DHS to focus on employers in new immigration emphasis

Published 31 March 2009

The new policy will aim enforcement efforts at those who hire illegal workers; DHS says immigration raids will continue

Stepping into the political minefield of immigration reform, DHS secretary Janet Napolitano will soon direct federal agents to focus more on arresting and prosecuting American employers than the illegal laborers who sneak into the country to work for them, department officials said Monday. Los Angeles Times’s Josh Meyer and Anna Gorman write that the shift in emphasis will be outlined in revamped field guidelines issued to agents of DHS’s Immigration and Customs Enforcement (ICE), as early as this week, several officials familiar with the change said. The policy is in line with comments that President Obama made during last year’s campaign, when he said enforcement efforts had failed because they focused on illegal immigrants rather than on the companies that hired them.

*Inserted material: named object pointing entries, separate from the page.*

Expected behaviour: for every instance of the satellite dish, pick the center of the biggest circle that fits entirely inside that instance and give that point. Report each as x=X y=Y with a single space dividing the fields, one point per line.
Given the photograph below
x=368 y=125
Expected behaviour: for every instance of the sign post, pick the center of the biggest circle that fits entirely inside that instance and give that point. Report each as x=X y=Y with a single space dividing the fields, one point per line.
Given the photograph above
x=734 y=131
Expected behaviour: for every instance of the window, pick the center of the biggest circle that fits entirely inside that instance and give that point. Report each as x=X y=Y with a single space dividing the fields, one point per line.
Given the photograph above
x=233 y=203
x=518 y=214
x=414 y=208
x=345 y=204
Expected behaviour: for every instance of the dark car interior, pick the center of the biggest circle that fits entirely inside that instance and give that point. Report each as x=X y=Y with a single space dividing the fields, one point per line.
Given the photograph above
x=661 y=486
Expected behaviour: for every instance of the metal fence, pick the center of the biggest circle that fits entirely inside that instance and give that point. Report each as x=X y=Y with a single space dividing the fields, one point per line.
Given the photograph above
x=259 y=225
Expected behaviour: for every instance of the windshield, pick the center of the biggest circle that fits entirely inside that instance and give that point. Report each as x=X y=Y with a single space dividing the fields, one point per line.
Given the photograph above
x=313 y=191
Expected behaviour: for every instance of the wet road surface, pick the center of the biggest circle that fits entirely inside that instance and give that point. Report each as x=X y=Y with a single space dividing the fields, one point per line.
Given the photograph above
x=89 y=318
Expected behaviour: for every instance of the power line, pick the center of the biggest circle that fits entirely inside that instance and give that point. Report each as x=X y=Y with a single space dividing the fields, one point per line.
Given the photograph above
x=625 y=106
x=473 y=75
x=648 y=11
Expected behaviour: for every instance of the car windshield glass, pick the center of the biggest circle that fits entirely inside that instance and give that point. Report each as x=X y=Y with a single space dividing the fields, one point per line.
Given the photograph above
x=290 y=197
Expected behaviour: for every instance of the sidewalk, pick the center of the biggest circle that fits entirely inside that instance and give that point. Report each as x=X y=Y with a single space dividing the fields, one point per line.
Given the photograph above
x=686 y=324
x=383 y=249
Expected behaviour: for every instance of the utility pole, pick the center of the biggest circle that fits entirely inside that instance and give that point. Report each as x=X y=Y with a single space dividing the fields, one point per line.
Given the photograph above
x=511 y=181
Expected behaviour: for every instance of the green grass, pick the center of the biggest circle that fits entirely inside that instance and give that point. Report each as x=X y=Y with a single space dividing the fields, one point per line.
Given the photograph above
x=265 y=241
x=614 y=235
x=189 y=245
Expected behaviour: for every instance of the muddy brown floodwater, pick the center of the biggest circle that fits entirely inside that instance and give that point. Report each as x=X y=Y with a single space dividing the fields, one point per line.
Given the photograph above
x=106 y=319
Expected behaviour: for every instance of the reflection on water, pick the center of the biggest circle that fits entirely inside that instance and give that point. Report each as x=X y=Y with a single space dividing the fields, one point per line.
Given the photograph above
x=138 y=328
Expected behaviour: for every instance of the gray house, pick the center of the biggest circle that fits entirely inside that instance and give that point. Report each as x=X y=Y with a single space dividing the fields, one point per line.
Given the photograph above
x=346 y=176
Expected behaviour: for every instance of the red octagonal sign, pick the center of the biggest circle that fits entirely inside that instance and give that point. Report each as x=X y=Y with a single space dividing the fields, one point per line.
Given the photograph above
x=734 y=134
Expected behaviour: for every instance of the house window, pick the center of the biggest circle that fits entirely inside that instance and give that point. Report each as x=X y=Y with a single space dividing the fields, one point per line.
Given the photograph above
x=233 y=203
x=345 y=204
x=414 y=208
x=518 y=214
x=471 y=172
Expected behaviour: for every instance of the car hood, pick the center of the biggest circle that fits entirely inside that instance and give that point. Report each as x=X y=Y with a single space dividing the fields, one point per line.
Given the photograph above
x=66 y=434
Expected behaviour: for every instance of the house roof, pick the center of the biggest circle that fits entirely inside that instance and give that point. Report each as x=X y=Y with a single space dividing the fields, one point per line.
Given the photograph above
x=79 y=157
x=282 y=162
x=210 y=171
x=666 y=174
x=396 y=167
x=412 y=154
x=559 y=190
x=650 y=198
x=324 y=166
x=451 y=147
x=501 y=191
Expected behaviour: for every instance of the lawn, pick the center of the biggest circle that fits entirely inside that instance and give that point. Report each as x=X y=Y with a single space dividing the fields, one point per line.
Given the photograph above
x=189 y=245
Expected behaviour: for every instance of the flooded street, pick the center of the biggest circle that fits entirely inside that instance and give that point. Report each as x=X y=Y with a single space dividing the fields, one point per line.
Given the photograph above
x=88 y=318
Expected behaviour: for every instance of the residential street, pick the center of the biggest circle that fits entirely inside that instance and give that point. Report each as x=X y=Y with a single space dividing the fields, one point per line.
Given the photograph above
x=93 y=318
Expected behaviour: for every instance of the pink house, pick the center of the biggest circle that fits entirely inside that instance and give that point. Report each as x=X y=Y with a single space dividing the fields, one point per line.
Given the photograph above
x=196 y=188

There is a supply side and a demand side,” one Homeland Security official said. “Like other law enforcement philosophies, there is a belief that by focusing more on the demand side, you cut off the supply.”

Another department official said the changes were the result of a broad review of all immigration and border security programs and policies that Napolitano began in her first days in office. “She is focused on using our limited resources to the greatest effect, targeting criminal aliens and employers that flout our laws and deliberately cultivate an illegal workforce,” the official said.

DHS officials emphasized that the department would not stop conducting sweeps of businesses while more structural changes to U.S. immigration law and policy were being contemplated.

Agents, however, will be held to a higher standard of probable cause for conducting raids, the officials said, out of concern that at least one recent raid in Washington state and another planned sweep in Chicago were based on speculative information that illegal workers were employed.

The officials spoke on the condition of anonymity because they were not authorized to discuss the coming policy changes.